Valoración: Es el clásico juego que pasa de padres a hijos en la familia Argail acabando en mis manos. Espero darle el legado que se merece. Nunca fui muy fan de esta rata italiana y cuando empezó este personaje a ser notorio en TV yo aún permanecía en lista de espera para entrar en el mundo. Sin embargo, las imágenes del ratón en el rompecabezas han quedado subliminalmente albergadas en mi ser y el recuerdo es imborrable.

Fotos: Casa la mama Argail

Fuera de concurso:

Interceptor:



Juego: Extraño juego acústico de naves espaciales y configurado para uno o dos jugadores. El juego se basaba en la búsqueda y destrucción de naves enemigas según los diferentes sonidos que el jugador escuchaba a través de unos auriculares. No había pantalla ni imagen, todo era a través del audio.

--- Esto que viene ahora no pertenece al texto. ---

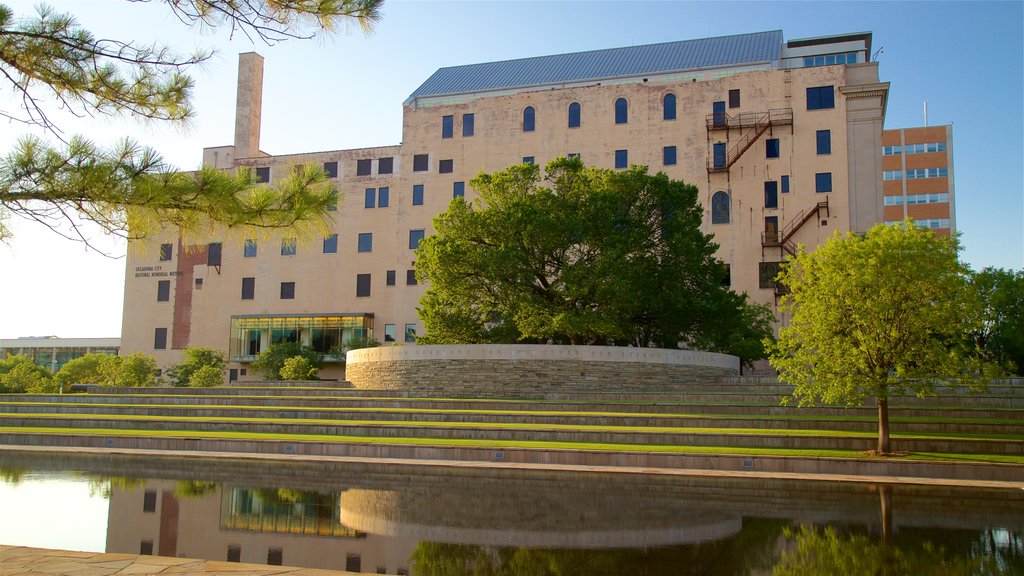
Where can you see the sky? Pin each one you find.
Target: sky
(966, 59)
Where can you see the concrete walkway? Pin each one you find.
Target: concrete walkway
(15, 561)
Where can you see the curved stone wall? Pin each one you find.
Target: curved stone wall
(532, 368)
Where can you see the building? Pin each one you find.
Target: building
(52, 353)
(783, 138)
(918, 176)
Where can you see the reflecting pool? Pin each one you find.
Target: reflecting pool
(433, 521)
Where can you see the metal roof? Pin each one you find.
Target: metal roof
(598, 65)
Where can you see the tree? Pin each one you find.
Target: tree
(270, 362)
(881, 315)
(19, 374)
(81, 370)
(1001, 333)
(595, 257)
(127, 190)
(298, 368)
(134, 370)
(195, 360)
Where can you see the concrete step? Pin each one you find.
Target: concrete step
(850, 422)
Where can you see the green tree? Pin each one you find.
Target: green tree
(1001, 333)
(879, 315)
(298, 368)
(196, 359)
(19, 374)
(206, 377)
(81, 370)
(270, 362)
(134, 370)
(128, 190)
(594, 257)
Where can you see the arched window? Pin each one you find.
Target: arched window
(669, 107)
(622, 111)
(527, 119)
(720, 208)
(574, 115)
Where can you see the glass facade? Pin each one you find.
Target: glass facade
(326, 333)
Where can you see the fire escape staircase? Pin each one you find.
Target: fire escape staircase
(783, 239)
(755, 123)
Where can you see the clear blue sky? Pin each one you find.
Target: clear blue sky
(965, 58)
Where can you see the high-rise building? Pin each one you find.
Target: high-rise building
(782, 138)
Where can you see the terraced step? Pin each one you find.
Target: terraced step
(535, 417)
(489, 432)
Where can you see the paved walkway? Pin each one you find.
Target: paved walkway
(15, 561)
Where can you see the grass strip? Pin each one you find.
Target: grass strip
(520, 426)
(527, 445)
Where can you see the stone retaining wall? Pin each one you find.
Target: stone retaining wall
(501, 369)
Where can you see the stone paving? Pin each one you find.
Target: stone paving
(15, 561)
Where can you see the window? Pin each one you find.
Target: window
(820, 97)
(213, 253)
(274, 557)
(669, 107)
(528, 119)
(331, 244)
(824, 141)
(669, 155)
(822, 181)
(160, 338)
(361, 285)
(771, 194)
(415, 237)
(622, 158)
(448, 126)
(734, 98)
(622, 111)
(150, 501)
(163, 291)
(366, 242)
(720, 208)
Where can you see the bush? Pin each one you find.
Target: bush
(197, 358)
(19, 374)
(298, 368)
(269, 363)
(206, 377)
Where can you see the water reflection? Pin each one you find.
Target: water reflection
(431, 521)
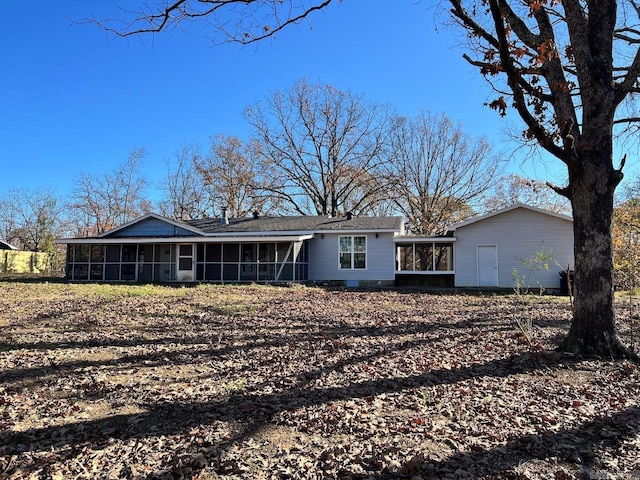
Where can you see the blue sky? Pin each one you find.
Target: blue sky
(76, 101)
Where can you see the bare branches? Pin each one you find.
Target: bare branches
(240, 21)
(326, 147)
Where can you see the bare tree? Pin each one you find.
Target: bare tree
(439, 172)
(185, 195)
(101, 203)
(30, 220)
(232, 174)
(567, 68)
(242, 21)
(512, 189)
(325, 148)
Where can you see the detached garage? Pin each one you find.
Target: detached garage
(489, 248)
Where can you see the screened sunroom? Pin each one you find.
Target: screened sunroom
(189, 261)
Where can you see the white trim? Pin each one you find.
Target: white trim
(353, 253)
(505, 210)
(410, 239)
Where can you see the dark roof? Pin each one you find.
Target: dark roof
(296, 224)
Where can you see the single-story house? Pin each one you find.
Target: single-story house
(355, 251)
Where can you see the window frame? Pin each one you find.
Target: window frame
(352, 252)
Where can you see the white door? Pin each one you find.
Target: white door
(487, 266)
(185, 262)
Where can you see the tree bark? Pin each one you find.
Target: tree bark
(592, 189)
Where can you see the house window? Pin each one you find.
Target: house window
(353, 252)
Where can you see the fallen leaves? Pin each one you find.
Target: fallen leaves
(305, 383)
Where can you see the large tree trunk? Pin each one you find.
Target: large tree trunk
(593, 328)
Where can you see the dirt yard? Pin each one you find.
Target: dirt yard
(253, 382)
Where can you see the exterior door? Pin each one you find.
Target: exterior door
(185, 262)
(487, 266)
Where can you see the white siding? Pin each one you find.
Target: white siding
(517, 234)
(324, 259)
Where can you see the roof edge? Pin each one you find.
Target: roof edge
(479, 218)
(175, 223)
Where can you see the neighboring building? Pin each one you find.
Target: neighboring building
(354, 251)
(490, 247)
(14, 261)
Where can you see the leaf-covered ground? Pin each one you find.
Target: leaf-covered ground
(304, 383)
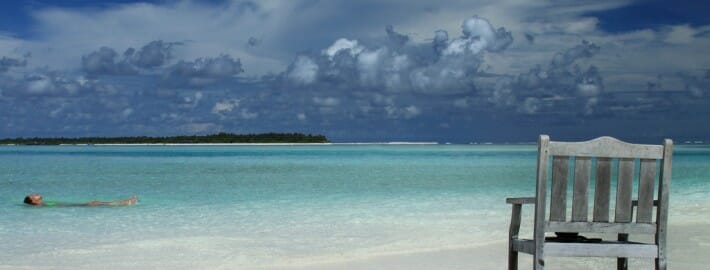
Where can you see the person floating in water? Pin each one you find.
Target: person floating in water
(36, 200)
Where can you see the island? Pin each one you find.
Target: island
(219, 138)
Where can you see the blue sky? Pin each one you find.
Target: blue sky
(447, 71)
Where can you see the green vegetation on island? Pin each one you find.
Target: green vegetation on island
(214, 138)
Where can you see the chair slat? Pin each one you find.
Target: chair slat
(644, 213)
(623, 190)
(580, 201)
(600, 227)
(603, 188)
(558, 197)
(606, 147)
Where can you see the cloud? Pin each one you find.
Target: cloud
(49, 84)
(154, 54)
(106, 61)
(561, 86)
(202, 72)
(303, 71)
(399, 64)
(327, 101)
(6, 63)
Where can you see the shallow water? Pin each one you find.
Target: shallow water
(254, 206)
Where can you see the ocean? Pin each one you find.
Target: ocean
(256, 207)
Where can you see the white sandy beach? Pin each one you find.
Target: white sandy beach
(689, 246)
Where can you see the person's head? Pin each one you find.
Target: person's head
(33, 199)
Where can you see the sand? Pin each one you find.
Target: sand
(689, 248)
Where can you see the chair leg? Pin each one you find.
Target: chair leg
(622, 263)
(660, 263)
(538, 263)
(512, 260)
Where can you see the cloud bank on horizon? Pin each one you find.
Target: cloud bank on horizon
(356, 71)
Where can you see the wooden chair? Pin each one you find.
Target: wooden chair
(576, 159)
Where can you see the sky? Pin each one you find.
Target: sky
(357, 71)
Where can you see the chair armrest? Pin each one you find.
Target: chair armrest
(524, 200)
(636, 203)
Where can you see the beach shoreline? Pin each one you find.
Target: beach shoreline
(687, 249)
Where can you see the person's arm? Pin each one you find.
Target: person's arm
(130, 201)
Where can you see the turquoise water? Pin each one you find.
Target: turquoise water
(253, 206)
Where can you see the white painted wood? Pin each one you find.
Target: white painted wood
(580, 201)
(522, 200)
(558, 195)
(623, 190)
(662, 209)
(513, 235)
(524, 245)
(601, 227)
(540, 194)
(602, 190)
(621, 249)
(644, 212)
(606, 147)
(609, 249)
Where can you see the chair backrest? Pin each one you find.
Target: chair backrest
(602, 162)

Valoración: Imposible encontrar información y/o fotos (al menos un servidor) de esta máquina y uno de los juegos más insólitos creados por el ser humano. Aunque el juego parezca que haya sido adquirido en una tómbola junto a una Meta Drive de la época (la Mega Drive barata), el juego fue obtenido en una tienda de juguetes a un precio bastante elevado. Interceptor es una paranoia ochentera que consistía en pulsar un botón azul de dirección y después el botón Detector. Después de cinco minutos de reloj pulsando el idéntico combo de botones, se escuchaba por el auricular un sonido distinto, a lo que uno intuía que había cerca una nave enemiga. En ese instante debías darte “vidilla” con los botones “Turbo” y “Láser” ya que la nave enemiga podía escapar provocando al jugador, el hastío más cruel y el lanzamiento del juego por el balcón o ventana.

Fotos: Casa la mama Argail

Nada más, como estoy motivado, habrá segunda ronda. Un abrazo!